Can’t edit the post above, but in addition to various other typos, I erroneously indicated that of the 47 suspicious person reports which "involved descriptions in which race or ethnicity was identified,” 33 of the suspicious persons were identified as white. This should read 34. More importantly, while I am not questioning his motives, I want to clarify why I believe @hebegebe’s calculations are mistaken and misleading.
Hebegebe used the Smith student body for his baseline population. But, as @Catcherinthetoast pointed out, the demographics of the surrounding community are much different than the demographics of the Smith student body. So which should be used, the students or the City? The Report provides both, but for whatever reason Hebegebe only focused on the students. This makes no sense to me. Employees at a small college generally know the students, and would be much more likely to find outsiders suspicious.
The Reports bear this out. Smith is an all girl’s school, yet in 2015 around 85% of the reported “suspicious persons”were male. In other words, definitely not students.
Obviously the calls were much more likely to involve non-students, and the broader demographic provides a much better point of comparison
Here is the demographic breakdown in the actual report:
If we assume “completely race-neutral reporting” (as did Hebegebe) but we use the city demographics (as set out in the report) as our baseline . . .
- What are the odds that it is purely random chance that only 34 white people were reported, instead of the predicted 42 white people?
- What are the odds that it is purely random chance that 7 black people people were reported, instead just the predicted one black person?
It’s been too many decades since my only statistics course, but if I figured out how to use the online calculators correctly then it seems the odds against this being a random occurrence are very, very long. Don’t quote me on this, but I get around 1900-to-1 for the former and around 25000-to-1 for the latter. @hebegebe or anyone, how’d I do on my math?
The numbers are even more damning if we look at the review of the police logs for 2017-2018.
For the period reviewed, race, color or ethnicity were referenced in 46 incidents. Of the 46 incidents, there were eight incidents where the people were described as black or African-American; 31 incidents where the people were described as white or Caucasian . . . There were two incidents where it was noted that the subject of the call was “dark- skinned” or with “darker skin" . . .

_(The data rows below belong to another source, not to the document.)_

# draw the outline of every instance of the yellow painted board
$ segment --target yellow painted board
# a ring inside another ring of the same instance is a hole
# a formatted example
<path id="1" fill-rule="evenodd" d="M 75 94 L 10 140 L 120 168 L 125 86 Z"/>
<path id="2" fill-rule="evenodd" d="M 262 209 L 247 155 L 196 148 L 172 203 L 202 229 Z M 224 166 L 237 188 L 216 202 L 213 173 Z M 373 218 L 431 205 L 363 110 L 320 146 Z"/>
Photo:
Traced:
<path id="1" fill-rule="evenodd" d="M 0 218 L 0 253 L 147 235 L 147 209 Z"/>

So, of the 46 incidents, 10 involved black or “dark-skinned” people, when the demographics of the area predict it should be one. I’ll let one of the math people run the numbers on this one.
All that said, I still don’t think we need all thesestatistics to know that these things happen to black people a heck of a lot more than they happen to white people. Nonetheless, while I am sure it must have been inadvertent, Hebegebe has presented his numbers and calculations to create the false impression that the data supports a conclusion that there is no disparate treatment based on race. And as far as I can figure this isn’t true. If anything, the numbers support the opposite conclusion.
As a non-math person I would welcome it if Hebegebe or any other math person explained to me what I got wrong.